3.8.8 (default, Apr 13 2021, 15:08:03) [MSC v.1916 64 bit (AMD64)]

Tring to downgrade the Spacy-Version

!conda install -c conda-forge spacy = 2.1.8
Collecting package metadata (current_repodata.json): ...working... done
Solving environment: ...working... failed with initial frozen solve. Retrying with flexible solve.
Collecting package metadata (repodata.json): ...working... done
Solving environment: ...working... failed with initial frozen solve. Retrying with flexible solve.
Solving environment: ...working... 

Building graph of deps:   0%|          | 0/5 [00:00<?, ?it/s]
Examining spacy=2.1.8:   0%|          | 0/5 [00:00<?, ?it/s] 
Examining python=3.8:  20%|##        | 1/5 [00:00<00:00,  4.80it/s]
Examining python=3.8:  40%|####      | 2/5 [00:00<00:00,  9.60it/s]
Examining @/win-64::__cuda==11.6=0:  40%|####      | 2/5 [00:01<00:00,  9.60it/s]
Examining @/win-64::__cuda==11.6=0:  60%|######    | 3/5 [00:01<00:01,  1.97it/s]
Examining @/win-64::__win==0=0:  60%|######    | 3/5 [00:01<00:01,  1.97it/s]    
Examining @/win-64::__archspec==1=x86_64:  80%|########  | 4/5 [00:01<00:00,  1.97it/s]
                                                                                       

Determining conflicts:   0%|          | 0/5 [00:00<?, ?it/s]
Examining conflict for spacy python:   0%|          | 0/5 [00:00<?, ?it/s]
                                                                          

UnsatisfiableError: The following specifications were found
to be incompatible with the existing python installation in your environment:

Specifications:

  - spacy=2.1.8 -> python[version='>=3.6,<3.7.0a0|>=3.7,<3.8.0a0']

Your python: python=3.8

Found conflicts! Looking for incompatible packages.
This can take several minutes.  Press CTRL-C to abort.
failed


If python is on the left-most side of the chain, that's the version you've asked for.
When python appears to the right, that indicates that the thing on the left is somehow
not available for the python version you are constrained to. Note that conda will not
change your python version to a different minor version unless you explicitly specify
that.

Please feel free to comment or ask . Thank you


Solution

  • Just from the way I would understand that error message it tells you that the spacy version you want to install (2.1.8) is incompatible with the python version you have (3.8.8). It needs Python 3.6 or 3.7.

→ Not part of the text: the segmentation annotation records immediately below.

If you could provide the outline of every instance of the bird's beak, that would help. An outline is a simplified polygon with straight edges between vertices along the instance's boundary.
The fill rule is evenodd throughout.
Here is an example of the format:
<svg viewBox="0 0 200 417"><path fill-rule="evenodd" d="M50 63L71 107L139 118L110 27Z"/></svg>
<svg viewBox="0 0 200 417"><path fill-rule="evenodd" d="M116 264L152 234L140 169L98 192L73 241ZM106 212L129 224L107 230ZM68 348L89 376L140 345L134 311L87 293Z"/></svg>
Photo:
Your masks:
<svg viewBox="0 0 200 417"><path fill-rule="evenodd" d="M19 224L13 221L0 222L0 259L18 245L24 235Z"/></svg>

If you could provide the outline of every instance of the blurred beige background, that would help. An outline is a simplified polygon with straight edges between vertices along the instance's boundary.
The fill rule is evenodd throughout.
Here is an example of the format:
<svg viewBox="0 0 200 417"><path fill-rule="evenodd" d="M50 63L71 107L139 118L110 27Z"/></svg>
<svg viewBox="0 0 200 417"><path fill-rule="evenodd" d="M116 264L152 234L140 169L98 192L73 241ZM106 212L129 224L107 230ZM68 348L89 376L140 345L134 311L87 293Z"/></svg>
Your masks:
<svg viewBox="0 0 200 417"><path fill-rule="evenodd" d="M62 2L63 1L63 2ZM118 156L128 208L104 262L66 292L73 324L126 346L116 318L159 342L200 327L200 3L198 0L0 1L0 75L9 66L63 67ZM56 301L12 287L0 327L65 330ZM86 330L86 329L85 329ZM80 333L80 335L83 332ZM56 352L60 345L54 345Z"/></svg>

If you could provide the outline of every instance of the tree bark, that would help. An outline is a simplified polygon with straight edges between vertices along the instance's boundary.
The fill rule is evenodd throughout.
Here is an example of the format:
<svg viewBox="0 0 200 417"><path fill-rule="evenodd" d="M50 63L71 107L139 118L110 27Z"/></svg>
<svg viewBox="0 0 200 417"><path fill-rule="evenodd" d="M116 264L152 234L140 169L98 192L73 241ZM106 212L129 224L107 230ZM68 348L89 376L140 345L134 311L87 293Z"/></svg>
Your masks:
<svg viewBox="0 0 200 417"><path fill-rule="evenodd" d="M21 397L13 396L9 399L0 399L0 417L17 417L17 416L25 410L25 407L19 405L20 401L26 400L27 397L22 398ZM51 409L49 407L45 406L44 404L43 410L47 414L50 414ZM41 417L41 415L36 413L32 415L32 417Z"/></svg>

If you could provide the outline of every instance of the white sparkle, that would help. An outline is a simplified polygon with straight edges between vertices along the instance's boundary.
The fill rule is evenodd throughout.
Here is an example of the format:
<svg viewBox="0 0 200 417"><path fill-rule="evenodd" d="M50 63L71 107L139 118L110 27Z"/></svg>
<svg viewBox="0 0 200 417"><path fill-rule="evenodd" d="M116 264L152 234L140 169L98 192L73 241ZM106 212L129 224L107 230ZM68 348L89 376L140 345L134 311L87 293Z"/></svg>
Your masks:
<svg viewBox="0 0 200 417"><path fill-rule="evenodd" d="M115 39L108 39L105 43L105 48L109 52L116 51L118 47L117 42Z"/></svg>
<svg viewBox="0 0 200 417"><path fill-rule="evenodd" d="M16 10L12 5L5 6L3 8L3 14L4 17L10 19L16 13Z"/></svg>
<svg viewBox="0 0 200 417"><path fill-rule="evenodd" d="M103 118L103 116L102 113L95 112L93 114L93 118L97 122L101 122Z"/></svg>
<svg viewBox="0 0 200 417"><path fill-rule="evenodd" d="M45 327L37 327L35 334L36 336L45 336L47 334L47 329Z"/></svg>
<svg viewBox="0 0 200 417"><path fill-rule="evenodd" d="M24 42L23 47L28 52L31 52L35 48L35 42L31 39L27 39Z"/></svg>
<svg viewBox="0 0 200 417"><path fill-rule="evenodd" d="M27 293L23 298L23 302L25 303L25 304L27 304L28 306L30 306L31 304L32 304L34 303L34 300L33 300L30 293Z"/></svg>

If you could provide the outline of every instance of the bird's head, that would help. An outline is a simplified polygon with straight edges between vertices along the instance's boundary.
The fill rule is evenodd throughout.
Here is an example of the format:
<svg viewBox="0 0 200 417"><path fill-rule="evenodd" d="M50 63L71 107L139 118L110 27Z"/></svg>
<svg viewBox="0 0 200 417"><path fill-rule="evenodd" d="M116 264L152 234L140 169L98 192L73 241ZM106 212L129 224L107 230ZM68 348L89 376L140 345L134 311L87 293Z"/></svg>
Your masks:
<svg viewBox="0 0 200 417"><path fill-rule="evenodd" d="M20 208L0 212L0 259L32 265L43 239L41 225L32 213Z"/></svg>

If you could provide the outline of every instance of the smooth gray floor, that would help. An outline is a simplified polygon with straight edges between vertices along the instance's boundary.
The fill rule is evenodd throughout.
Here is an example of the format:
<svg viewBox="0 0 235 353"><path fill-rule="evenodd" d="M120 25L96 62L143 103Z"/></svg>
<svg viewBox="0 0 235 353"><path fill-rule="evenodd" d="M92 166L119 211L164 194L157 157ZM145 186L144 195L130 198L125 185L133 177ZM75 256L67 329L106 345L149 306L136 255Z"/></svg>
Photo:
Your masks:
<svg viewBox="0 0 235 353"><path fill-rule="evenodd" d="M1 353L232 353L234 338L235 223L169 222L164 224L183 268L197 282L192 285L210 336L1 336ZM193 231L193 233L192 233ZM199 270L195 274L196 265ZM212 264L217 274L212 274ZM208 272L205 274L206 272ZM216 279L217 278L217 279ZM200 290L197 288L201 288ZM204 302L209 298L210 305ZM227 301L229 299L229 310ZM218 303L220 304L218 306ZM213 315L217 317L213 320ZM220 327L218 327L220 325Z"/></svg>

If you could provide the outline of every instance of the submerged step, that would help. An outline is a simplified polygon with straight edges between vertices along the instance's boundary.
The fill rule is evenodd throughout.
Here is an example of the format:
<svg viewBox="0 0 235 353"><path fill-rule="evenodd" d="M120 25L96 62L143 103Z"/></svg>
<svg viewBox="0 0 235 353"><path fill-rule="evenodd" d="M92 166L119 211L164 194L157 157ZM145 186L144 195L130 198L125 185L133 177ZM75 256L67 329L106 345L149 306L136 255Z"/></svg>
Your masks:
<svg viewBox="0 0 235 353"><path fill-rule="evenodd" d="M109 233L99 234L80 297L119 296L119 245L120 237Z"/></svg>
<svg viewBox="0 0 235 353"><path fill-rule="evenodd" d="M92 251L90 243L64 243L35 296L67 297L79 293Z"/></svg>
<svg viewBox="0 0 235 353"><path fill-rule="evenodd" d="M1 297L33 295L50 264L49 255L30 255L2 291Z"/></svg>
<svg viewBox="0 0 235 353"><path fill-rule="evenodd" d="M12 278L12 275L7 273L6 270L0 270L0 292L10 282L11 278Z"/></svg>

    So either create an environment with Python 3.6 or 3.7 (its quite easy to specify Python version when creating a new environment in conda) or use a higher version of spacy. Did you already try if the code works if you just use the newest version of spacy?

    Is there a specific reason for why you are using this spacy version? If you are using some methods that are not supported anymore it might make more sense to update your code to the newer spacy methods. Especially if you are doing this to learn about spacy it is counterproductive to learn methods that are not supported anymore. Sadly a lot of tutorials fail to either update their code or at least specify what versions they are using and then leave their code online for years.